На следующее утро, за завтраком, Александра — так звали эту воинственную женщину — наклонилась ко мне над стоявшими на столе круассанами и сказала:
— Животное и есть истинный Бог. Бог — в животных, он так близко, что мы его и не замечаем. Он ежедневно жертвует собой ради нас, умирает вновь и вновь, питает нас своим телом, согревает своей кожей, позволяет тестировать на себе лекарства, чтобы мы могли жить дольше и лучше. Так он проявляет свою милость, дарит нам дружбу и любовь.
Я замерла, не в силах отвести взгляд от ее губ, — потрясенная не столько этим откровением, сколько невозмутимостью, с которой оно было высказано.

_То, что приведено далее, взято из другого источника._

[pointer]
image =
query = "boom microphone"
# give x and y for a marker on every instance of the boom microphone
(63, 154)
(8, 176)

Нож равнодушно размазывал масло по пышному нутру круассана.
— Доказательство хранится в Генте.
Она выудила из тряпичной сумки открытку и бросила на мою тарелку.
Я взяла картинку и попыталась отыскать смысл в изобилии деталей, вероятно, тут требуется лупа.

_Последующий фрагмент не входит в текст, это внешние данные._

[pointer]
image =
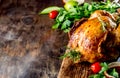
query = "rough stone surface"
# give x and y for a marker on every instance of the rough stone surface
(29, 48)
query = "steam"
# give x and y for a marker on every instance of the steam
(14, 67)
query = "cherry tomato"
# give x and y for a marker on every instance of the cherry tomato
(68, 5)
(53, 14)
(96, 67)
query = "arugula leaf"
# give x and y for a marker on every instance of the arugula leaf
(111, 72)
(78, 12)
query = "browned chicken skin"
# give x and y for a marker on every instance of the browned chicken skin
(97, 39)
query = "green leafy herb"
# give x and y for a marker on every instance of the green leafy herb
(72, 54)
(111, 72)
(66, 18)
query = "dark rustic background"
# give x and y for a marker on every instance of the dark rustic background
(29, 48)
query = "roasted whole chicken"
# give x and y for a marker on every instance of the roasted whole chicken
(97, 38)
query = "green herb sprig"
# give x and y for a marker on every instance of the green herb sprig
(111, 72)
(66, 18)
(72, 54)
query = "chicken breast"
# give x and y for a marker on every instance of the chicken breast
(97, 39)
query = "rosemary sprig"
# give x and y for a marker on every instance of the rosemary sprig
(72, 54)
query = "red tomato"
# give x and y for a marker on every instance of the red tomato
(96, 67)
(53, 14)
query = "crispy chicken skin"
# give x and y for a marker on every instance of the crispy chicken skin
(97, 39)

— Его может увидеть каждый, — сказала Александра. — В центре города стоит собор, в его алтаре есть большая красивая картина. На ней изображено поле — зеленая равнина, и на ней — простое возвышение. А вот, — она указала кончиком ножа, — вот Животное — белый вознесенный агнец.
Да, я узнала эту картину. Я видела ее много раз, на всевозможных репродукциях. «Поклонение Агнцу»
[34]
.
— Люди поняли, кто он, — светлая лучезарная фигура агнца привлекает взгляды, заставляет преклоняться перед божественным величием, — Александра рассказывала, указывая ножом на ягненка. — Отовсюду движутся процессии — все жаждут воздать ему честь, взглянуть на этого униженного Бога, скромнейшего из скромных. Вот, смотри, сюда стремятся владыки, кесари и короли, соборы, парламенты, партии, цеха идут матери с детьми, старцы и подростки…
— Зачем тебе это нужно? — спросила я.
Разумеется, она собиралась написать большую книгу, в которой не будет упущено ни одно злодеяние начиная со дня творения. Это будет исповедь человечества. Александра уже изучила древнегреческую литературу и сделала выписки.
Путеводители
Описание — подобно использованию — разрушает: цвета стираются, контуры размываются, описанное постепенно блекнет, бледнеет. Особенно это касается пространства. Чудовищные опустошения сеют тексты путеводителей — это экспансия, настоящая эпидемия. Путеводители навсегда уничтожили бо́льшую часть планеты: изданные миллионными тиражами на разных языках, они ослабили пространство, пригвоздили к одной точке, повесили этикетку и размыли контуры.
В своей юношеской наивности я тоже пыталась описывать пространство. Вернувшись спустя некоторое время в то или иное место, попытавшись глубоко вдохнуть и вновь захлебнуться его мощным присутствием, заново прислушаться к его шепоту, я переживала шок. Правда страшна: описать — значит уничтожить.
Поэтому следует соблюдать осторожность. Лучше избегать названий, хитрить и лукавить, с осторожностью раздавать адреса — так, чтобы никого не соблазнить на путешествие. Что найдет путешественник? Омертвелость, пыль, засохший огрызок.
В уже упоминавшемся справочнике синдромов описан, в частности, Парижский синдром, которым страдают в первую очередь посещающие французскую столицу японцы. Для него характерны шок и ряд вегетативных симптомов, такие как поверхностное дыхание, сердцебиение, испарина и перевозбуждение. Возможны также галлюцинации. В этом случае рекомендуется принимать транквилизаторы и вернуться домой. Причина этого недуга — разочарование: Париж, в который попадают туристы, совершенно не похож на тот, который они знают по путеводителям, фильмам и телепередачам.